II. A prompt recognition of a former benefactor-“They knew Him (Matthew 9:35; Matthew 11:20; Mark 3:7).
III. Energetic exertion-“And ran, etc.”
IV. An affecting picture of human helplessness-“Began to carry about,” etc.
V. An admission that healing virtue dwelt alone in Christ.
VI. The infallible nature of the remedy. (F. Wagstaff.)
Jesus and His fulness
I. The landing. Wherever the Son of God landed there was blessing, peace, health, liberty.

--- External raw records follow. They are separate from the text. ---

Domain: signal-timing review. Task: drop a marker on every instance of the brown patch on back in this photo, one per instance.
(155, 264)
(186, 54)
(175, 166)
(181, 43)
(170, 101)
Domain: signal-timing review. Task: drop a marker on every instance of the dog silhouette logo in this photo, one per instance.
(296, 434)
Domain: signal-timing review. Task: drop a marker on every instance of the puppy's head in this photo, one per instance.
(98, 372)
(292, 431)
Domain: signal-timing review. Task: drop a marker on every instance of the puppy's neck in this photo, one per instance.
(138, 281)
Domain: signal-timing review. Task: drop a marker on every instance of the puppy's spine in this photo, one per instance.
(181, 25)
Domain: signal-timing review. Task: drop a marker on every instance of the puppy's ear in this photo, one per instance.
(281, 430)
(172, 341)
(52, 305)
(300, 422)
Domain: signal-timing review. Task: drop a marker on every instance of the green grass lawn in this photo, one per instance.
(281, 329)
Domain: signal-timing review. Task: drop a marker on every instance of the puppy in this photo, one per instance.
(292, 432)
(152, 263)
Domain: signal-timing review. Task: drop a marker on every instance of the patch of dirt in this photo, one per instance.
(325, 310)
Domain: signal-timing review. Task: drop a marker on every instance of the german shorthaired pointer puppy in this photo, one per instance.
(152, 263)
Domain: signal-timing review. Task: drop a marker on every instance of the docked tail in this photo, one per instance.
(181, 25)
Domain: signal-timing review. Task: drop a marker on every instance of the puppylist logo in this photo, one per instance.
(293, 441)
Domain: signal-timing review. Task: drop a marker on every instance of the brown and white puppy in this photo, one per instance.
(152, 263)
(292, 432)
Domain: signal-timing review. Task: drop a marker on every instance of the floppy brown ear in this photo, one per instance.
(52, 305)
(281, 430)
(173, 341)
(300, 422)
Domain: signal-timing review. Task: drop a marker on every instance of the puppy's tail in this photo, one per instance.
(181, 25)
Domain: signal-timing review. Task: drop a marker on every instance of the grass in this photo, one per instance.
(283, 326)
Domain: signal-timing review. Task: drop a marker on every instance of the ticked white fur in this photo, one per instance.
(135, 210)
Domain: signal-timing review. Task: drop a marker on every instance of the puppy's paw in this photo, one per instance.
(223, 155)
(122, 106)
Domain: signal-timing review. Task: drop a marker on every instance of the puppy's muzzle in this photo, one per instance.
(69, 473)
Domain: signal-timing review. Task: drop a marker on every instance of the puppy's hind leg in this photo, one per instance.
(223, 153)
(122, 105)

II. The recognizing-“Straightway they knew Him,” “If thou knewest,” etc.
III. The gathering.
IV. The touching.
V. The healing. (H. Bonar, D. D.)
Touch Jesus and be healed
1. The touch was needy.
2. The touch was wise.
3. The touch was prompt.
4. The touch was believing.
5. The touch was personal.
6. The touch was unrestricted. There was no exception to the healing.

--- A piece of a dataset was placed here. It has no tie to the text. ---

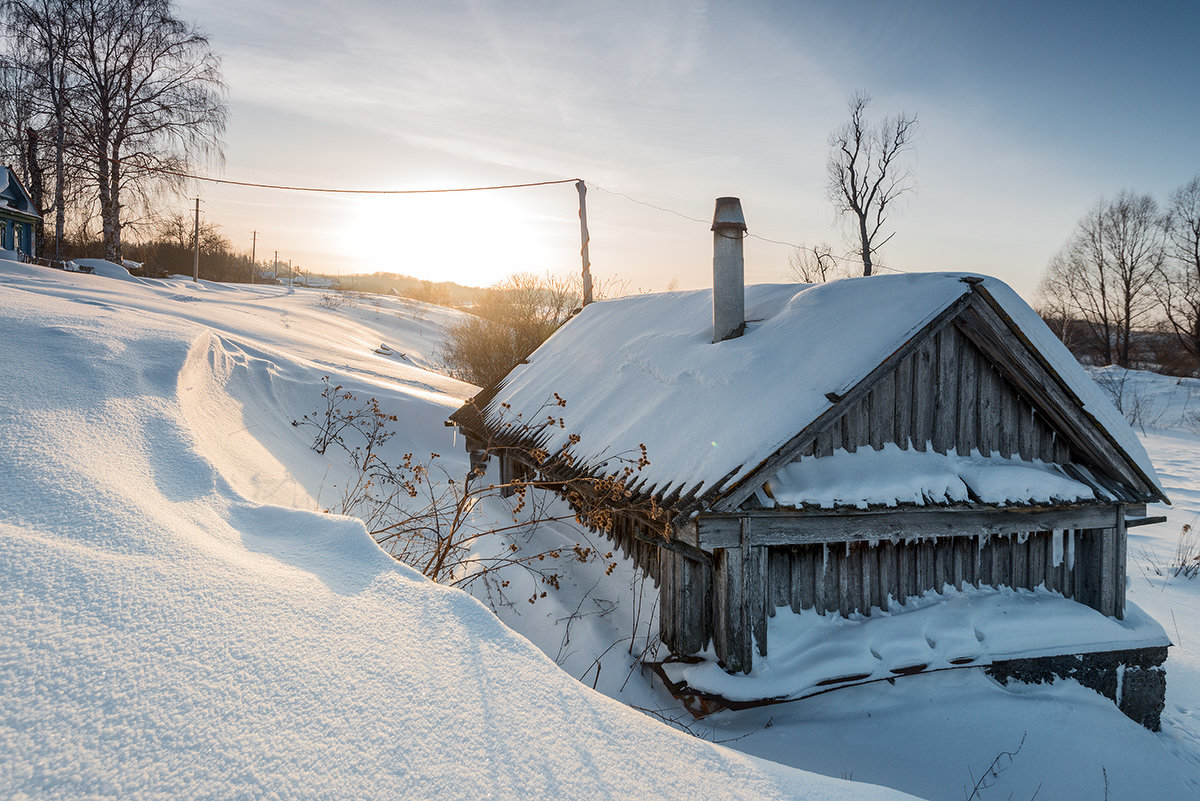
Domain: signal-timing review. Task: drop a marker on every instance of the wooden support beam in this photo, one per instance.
(779, 528)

7. The touch was efficacious. No failure.
8. The lost will be inexcusable. (J. Smith.)
A crowd of eager applicants
;-It was after a walk through the village of Ehden, beneath the mountain of the cedars, our last Syrian expedition, in which we visited several of the churches and cottages of the place, that we found the stairs and corridors of the castle of the Maronite chief, Sheykh Joseph, lined with a crowd of eager applicants, “sick people taken with divers diseases,” who, hearing that there was a medical man in the party, had thronged round him, “beseeching him that he would heal them.” I mention this incident because it illustrates so forcibly these scenes in the gospel history, from which I have almost of necessity borrowed the language best fitted to express the eagerness, the hope, the anxiety of the multitude who had been attracted by the fame of this beneficent influence. It was an affecting scene, our kind doctor was distressed to find how many cases there were which with proper medical appliances might have been cured; and on returning to the ship, by the Prince of Wales’ desire, a store of medicines was sent back, with Arabic labels directing how and for what purpose they should be used. (Dean Stanley.)
Spiritual healing
I. The necessity for such an application to Christ.

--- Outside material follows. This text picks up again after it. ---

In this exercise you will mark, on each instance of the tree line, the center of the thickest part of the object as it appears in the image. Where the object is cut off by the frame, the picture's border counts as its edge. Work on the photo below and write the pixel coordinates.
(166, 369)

1. You have a disease of guilt upon you.
2. You have a disease of corruption upon you.
II. The manner of it.
1. They persuaded themselves that Christ was able to do this thing for them.
2. They put themselves in His way.
3. Those who could not come of themselves, sought the help of their stronger neighbours; none of them were so unfeeling as to refuse the needful aid.
4. They earnestly prayed for the blessing which they desired.
5. They complied with the simple method which was prescribed. This was to touch Him.
III. The certain success of it-“Made whole.” (J. Jowett, M. A.).